The truism that street violence is desperate and unpredictable could not hold more true than when facing multiple assailants. If anything defined krav maga, it was Imi and his students in Bratislava facing multiple attackers. In developing krav maga, Imi took into account his own experiences of often being outnumbered by multiple assailants in Bratislava. Therefore, contending against multiple (un)armed attackers became a lynchpin of his krav maga thinking. In his later years, Imi approvingly observed Haim develop and expand Krav Maga's ground survival tactics. The one point Imi constantly emphasized, which Haim also reinforces, was the danger of multiple opponents converging on a defender who is grappling with one of the opponents while on the ground. 

Defending against multiple opponents, to be sure is a desperate situation and one in which many people cannot win. The odds are stacked against you especially when weapons are introduced. There are two types of groups that one can confront including a preplanned attack group and a spontaneous attack group. The preplanned attack group intends to attack you regardless of what you might say to deconflict. The spontaneous attack group may be on the fence and you may be able to talk your way out of it or gain a greater advantage to initiate a preemptive counter-attack.

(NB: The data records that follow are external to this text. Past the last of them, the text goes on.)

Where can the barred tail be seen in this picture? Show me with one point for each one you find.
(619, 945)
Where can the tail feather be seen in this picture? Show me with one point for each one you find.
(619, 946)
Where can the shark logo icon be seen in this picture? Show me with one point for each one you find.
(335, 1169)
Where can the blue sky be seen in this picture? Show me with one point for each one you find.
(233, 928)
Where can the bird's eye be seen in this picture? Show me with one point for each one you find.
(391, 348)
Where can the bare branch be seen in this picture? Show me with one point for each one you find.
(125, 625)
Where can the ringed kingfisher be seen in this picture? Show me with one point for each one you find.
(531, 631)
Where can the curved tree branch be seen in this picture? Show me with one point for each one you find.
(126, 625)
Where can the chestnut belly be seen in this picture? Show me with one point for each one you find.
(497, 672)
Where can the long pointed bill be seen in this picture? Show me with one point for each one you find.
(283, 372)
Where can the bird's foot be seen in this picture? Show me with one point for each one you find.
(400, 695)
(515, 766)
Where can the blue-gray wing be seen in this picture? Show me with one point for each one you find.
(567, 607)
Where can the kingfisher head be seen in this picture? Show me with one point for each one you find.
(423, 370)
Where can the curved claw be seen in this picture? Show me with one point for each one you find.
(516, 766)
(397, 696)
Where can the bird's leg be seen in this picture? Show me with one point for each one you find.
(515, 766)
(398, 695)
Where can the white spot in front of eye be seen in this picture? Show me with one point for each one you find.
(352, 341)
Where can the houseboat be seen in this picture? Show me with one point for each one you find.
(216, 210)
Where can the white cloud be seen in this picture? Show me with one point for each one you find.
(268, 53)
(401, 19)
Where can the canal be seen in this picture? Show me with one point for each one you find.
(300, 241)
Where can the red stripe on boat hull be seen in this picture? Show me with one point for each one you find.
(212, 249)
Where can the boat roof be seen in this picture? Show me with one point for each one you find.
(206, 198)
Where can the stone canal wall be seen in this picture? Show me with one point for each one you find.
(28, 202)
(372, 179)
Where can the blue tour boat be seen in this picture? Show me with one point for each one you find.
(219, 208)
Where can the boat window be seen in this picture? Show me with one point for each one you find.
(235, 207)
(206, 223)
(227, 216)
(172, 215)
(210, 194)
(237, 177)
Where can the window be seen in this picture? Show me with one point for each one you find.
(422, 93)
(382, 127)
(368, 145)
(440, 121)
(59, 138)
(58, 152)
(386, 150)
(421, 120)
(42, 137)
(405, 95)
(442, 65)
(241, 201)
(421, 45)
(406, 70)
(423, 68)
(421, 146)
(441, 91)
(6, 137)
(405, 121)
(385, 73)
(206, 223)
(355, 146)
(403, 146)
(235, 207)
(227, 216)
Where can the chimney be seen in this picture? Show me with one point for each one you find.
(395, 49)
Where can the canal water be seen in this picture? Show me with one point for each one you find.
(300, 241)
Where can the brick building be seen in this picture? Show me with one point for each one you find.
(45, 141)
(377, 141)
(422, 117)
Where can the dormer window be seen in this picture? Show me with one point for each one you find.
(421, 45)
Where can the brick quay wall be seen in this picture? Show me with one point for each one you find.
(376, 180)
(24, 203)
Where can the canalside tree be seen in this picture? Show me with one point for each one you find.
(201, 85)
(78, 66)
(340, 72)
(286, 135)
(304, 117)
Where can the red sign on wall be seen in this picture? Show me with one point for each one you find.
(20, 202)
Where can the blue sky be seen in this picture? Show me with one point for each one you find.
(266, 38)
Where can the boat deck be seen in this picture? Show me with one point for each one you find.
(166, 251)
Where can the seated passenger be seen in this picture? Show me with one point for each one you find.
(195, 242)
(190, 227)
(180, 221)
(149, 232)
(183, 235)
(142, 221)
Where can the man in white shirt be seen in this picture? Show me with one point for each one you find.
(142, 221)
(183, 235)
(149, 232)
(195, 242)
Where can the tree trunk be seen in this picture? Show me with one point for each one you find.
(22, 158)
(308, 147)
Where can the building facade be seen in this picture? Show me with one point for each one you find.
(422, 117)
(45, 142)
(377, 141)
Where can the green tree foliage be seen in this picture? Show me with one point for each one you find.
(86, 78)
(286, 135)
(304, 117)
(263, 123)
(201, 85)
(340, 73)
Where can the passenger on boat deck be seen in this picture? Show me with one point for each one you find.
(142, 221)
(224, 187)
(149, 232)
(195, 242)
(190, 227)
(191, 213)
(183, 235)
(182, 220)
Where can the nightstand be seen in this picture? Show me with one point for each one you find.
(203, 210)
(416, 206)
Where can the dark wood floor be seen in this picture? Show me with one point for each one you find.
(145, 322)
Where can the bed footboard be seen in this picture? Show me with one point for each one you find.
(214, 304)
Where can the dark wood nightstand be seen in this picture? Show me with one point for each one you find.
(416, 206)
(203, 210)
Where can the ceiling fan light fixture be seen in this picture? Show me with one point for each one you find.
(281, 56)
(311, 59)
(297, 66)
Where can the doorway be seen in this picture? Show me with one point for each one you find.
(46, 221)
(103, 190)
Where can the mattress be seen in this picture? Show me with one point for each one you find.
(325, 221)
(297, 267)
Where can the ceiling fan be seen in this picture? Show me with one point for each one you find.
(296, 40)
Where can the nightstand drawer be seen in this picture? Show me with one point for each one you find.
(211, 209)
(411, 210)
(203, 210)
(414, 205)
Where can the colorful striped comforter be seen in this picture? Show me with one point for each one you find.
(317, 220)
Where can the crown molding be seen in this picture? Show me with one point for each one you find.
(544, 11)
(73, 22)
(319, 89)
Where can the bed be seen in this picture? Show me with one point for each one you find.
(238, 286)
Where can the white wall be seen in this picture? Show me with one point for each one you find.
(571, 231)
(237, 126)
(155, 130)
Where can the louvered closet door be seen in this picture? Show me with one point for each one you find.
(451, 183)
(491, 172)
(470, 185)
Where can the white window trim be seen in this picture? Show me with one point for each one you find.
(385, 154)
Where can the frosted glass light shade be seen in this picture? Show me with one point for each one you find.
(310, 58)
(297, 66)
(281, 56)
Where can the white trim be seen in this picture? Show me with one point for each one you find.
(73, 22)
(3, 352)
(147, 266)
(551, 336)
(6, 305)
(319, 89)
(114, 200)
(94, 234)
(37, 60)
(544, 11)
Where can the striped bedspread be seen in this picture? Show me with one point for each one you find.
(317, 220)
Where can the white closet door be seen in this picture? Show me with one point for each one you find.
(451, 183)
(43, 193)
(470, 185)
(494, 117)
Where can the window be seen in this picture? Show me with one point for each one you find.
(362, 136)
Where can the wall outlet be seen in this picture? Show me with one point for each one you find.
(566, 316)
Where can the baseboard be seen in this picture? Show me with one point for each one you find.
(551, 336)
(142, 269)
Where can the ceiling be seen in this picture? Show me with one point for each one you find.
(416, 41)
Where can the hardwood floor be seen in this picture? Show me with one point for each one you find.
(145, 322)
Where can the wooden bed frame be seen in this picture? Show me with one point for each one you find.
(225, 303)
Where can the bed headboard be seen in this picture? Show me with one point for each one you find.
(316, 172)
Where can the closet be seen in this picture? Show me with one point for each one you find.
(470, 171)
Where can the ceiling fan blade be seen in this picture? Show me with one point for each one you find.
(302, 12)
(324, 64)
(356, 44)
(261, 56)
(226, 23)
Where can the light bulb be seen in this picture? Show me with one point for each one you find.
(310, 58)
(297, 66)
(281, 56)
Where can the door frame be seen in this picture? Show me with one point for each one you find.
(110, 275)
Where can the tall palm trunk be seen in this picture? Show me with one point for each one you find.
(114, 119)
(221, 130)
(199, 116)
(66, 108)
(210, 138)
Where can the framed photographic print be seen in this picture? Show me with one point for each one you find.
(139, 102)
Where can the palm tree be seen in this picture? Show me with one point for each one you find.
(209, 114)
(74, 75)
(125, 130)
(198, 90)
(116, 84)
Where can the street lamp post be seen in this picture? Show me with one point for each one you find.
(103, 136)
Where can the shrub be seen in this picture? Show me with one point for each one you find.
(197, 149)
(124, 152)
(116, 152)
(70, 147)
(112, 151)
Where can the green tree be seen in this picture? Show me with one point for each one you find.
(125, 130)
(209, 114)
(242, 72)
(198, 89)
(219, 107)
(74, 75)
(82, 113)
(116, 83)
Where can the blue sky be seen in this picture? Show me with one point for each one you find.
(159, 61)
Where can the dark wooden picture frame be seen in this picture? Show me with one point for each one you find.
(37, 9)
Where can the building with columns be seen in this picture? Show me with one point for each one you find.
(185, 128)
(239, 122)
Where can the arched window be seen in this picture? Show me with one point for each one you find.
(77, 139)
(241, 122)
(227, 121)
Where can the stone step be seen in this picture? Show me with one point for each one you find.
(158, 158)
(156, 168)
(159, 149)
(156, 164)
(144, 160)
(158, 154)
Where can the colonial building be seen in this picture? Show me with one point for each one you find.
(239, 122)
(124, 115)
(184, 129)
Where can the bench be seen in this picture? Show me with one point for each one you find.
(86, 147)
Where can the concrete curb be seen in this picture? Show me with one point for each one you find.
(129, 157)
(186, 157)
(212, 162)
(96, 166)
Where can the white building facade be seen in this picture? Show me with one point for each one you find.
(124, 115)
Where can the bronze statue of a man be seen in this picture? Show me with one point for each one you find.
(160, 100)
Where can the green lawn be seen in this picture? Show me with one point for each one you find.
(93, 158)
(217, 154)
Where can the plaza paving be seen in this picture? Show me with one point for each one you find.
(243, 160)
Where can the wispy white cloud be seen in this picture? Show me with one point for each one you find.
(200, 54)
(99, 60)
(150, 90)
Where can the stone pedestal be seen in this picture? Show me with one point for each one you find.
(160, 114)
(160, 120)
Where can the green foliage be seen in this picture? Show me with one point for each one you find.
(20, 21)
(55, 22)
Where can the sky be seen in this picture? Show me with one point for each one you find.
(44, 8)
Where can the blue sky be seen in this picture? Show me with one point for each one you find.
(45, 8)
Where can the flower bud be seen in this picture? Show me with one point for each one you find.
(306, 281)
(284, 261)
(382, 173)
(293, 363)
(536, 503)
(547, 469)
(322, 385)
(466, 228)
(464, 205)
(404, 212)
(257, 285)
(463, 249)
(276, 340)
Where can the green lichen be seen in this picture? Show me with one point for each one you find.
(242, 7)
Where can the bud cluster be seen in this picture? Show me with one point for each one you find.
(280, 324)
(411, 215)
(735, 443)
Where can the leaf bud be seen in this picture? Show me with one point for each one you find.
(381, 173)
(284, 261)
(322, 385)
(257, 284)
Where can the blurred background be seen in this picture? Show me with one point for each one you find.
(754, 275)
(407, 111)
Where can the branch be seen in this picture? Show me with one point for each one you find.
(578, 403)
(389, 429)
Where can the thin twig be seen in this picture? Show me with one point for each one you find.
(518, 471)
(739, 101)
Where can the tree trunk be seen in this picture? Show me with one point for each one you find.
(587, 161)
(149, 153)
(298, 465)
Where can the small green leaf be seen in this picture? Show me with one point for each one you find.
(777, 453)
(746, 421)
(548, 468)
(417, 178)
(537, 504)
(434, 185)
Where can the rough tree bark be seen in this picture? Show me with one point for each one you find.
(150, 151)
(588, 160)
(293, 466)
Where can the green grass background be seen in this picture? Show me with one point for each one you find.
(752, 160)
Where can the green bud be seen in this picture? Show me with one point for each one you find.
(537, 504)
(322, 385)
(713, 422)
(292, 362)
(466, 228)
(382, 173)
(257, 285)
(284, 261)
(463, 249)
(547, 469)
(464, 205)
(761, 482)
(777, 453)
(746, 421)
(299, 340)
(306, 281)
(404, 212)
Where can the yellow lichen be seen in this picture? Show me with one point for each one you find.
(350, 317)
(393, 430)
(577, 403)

Facing multiple assailants, let alone multiple armed assailants is an extremely perilous situation. Preemptive debilitating combatives are highly effective tools to begin narrowing the odds in your favor. Additional core principles involve deflection, redirection, evasive footwork, and upper-body movements combined with simultaneous or near-simultaneous counterattacks to overwhelm the assailant. These survival tactics are designed for multiple threats, allowing a defender to incapacitate the assailants, and, when necessary, commandeer weapons for the defender’s use. 

If you cannot immediately escape, there are two cardinal rules you must try to follow: (1) do not place yourself between two or more assailants and (2) do not end up on the ground. Tactically, to defend against multiple assailants, whenever possible, use flanking maneuvers. In other words, if an assailant initiates to your left or right, engage him while using footwork to put him between you and any other assailants. If facing three or more assailants, even if you were attacked by the assailant in the middle, still move to one of your flanks—do not go down the middle. Try never to engage an assailant if a defense would put you in between two or more assailants. On rare occasions, you might not have the choice but to go between them and split them. Techniques and tactics do not change, but you must modify your defenses to keep an opponent between you and any other assailants as long and as often as you can.

Imi Lichtenfeld and Haim Gidon emphasize using optimum combatives to debilitate an opponent, especially, when you are defending against multiple assailants. Whether your preferred combative is a most practical long-range kick, eye rake, punch, etc., every combative must count. You must maximize your power and reach to debilitate an opponent both viciously and effectively in preparation for the next opponent’s violent onslaught. Of course, if you debilitate, maim, or—if necessary and in extremis—kill an opponent quickly and decisively, his colleagues may think better of tangling with you; however, you may also increase their resolve to harm you. The bottom line is that, if you consider a multiple-assailant assault imminent and a threat to your life, act violently and with extreme prejudice. In any objectively reasonable force legal analysis, multiple assailants represent an extreme and very possibly deadly threat.